Fedex Ground is the long time contractor based division that is only recently (last year or two) being absorbed into FEDEX wholly owned structure and their salary base. Anyway looking at what the average a newbie gets vs multiple year workers is distorting the wage picture to say the least. $130/day pffft
I knew a couple who went to our church and were told a “pay drop from $50,000 to $25,000 or move to a emerging hub like Hawaii.” They use to make more than UPS in 1990, by 2015 drivers-ICs were making stupid low Uber wages because of costs and getting duped in to buying bad routes that averaged poor wages. It’s early, sorry if this is off.

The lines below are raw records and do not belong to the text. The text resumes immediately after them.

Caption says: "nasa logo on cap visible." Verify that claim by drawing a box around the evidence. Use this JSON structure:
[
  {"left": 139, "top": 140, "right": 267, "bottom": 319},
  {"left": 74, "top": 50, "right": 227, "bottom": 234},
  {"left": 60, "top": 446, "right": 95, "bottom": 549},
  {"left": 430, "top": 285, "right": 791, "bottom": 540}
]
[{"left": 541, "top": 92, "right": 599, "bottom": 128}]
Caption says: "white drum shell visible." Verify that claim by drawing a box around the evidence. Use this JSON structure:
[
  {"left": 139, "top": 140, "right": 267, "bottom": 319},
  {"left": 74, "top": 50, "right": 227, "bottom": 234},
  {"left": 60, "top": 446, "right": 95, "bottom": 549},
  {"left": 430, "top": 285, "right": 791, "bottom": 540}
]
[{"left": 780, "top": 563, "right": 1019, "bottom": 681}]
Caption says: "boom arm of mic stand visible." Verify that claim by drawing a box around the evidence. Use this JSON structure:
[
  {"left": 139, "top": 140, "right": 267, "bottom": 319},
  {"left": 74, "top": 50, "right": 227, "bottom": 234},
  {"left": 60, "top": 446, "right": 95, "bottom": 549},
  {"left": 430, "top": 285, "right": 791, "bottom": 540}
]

I may be wrong, but it seems that economists aren't tracking employment figures tied to YT/TkTk/Instagm and such. Apparently revenue for micro accounts is around $400 per post and climb pretty significantly as the number of followers increase. 100k followers brings in an avg $3k/post. Since the avg weekly gross income is $1300 /week ($68k/year), it would only take a couple videos a week to earn that avg salary, which is fairly substantial and inflation inducing. I imagine it's not so easy to reach 100k followers, but it propels the influencer into the low 6 figures income, something few could every imagine making. This is what I found on the web: "When looking at the US specifically, micro influencers are the biggest group, with over 793,000 throughout the country. Next up is the medium influencer group, with over 685,000 influencers throughout the US. Then followed by 51,700 macro influencers, and more than 5000 mega influencers." (blog.heepsy.com) That's 1.5 million who aren't going back to the expected employment market, which is short over 9 million people. The carry over employment created by these influencers (production, marketing, etc.) is also probably significant and sucked out of the traditional economy. The point is, the economy is transforming dramatically in front of our eyes by people who find ways to avoid going into 9 to 5 jobs (traders?) and paid significantly less. This creates additional tax revenue for the government but doesn't fill the jobs that remain vacant. Either the US will need to let poor migrants back in to take the jobs no one wants to do or the retail economy will continue to shrink and empower the home delivery businesses.